Here's a good time to present a parental advisory: D:TG is ridiculously violent. Deadpool is inhumanly proficient in both melee and gun fights. We may be used to enemies being gibbed in normal gameplay, but Deadpool's stealth attacks are horrifically vicious... yet so satisfying to pull off. It's also funny as while sneaking up on a poor, unsuspecting schlub, Deadpool will occasionally turn to look at the player with a finger to his lips, or use hand signals to indicate whether to advance or stop as he tracks the movements of his target for the optimal strike.
What I like about D:TG is that it is a comedic romp hosted by a nonsensical, sophomoric psycho who gets away with gaping plot holes; a tenuous grasp on reality; and shameless, self-aggrandizing narration. The game mechanics vary wildly, as random as the game's eponymous protagonist's state of mind, yet there is still some discernible method to the madness.
What I don't like is that there are too many buttons to mash, especially when I'm not playing with a console controller but a keyboard. Although I can map the keys to my preference, some key combinations are impossible to execute without temporarily losing control of the character. As the game progresses, more and more fighting combos are unlocked, but it still comes back to mashing the most accustomed set of buttons anyway. Dexterously uncoordinated, that's me.
Some people don't like the fact that completing the game doesn't take long, but I like short games 'cos I have a life.

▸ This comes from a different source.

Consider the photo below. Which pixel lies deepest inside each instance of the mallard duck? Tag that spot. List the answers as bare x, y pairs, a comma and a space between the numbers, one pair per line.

D:TG is violently fun and relies a lot on cheap humour (including toilet humour and bad puns -- the first game objective is to "play with Deadpool's junk," hur, hur). Gameplay is not difficult (barring the number of buttons to keep track of) but does take time to figure out the right timing to balance kill efficiency with long-term survivability. However, after playing the game once through, there seems to be little incentive for replay. Maybe that's for the best. Summer vacation is over.